A broader reorientation of scholarly purpose would bring business schools into closer alignment with prevailing social expectations. Notably, other academic disciplines – such as the natural sciences, health sciences and engineering – have long sustained research agendas attuned to public needs, often with the support of major funding agencies such as the National Science Foundation and the National Institutes of Health (Bornmann, 2013). In this light, business schools risk falling further behind this broader movement unless they expand their scholarly horizons, cultivate cross-border collaborations, and adopt more diverse methodological repertoires capable of addressing the multidimensional challenges confronting contemporary societies.
Many business deans aspire to exercise transformational leadership by rearticulating institutional missions, reshaping organizational cultures and recalibrating incentive systems.
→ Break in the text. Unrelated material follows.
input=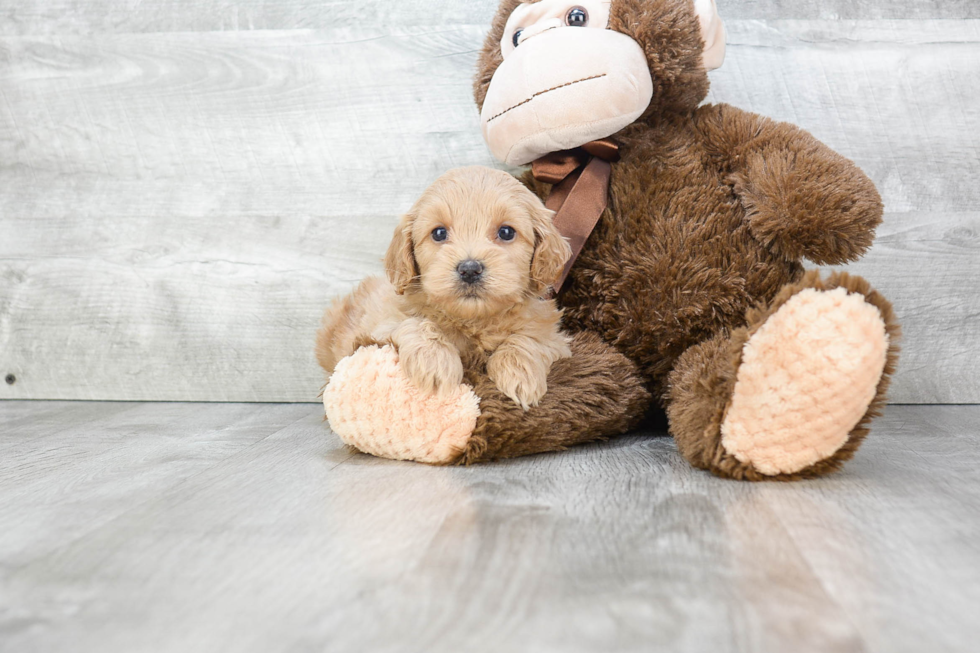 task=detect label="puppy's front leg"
[487,336,556,410]
[391,317,463,393]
They likewise seek to foster interdisciplinary collaboration, legitimize engaged forms of scholarship and cultivate enduring partnerships oriented toward the advancement of the common good. Yet durable transformation cannot rest solely on the efforts of individual leaders, however capable or committed. It instead requires coordinated and collective action among deans willing to engage the broader evaluative ecosystem – including accreditation bodies, institutional ranking authorities, journal editorial boards and funding agencies – to reshape the global norms and standards through which scholarly legitimacy and value are constituted.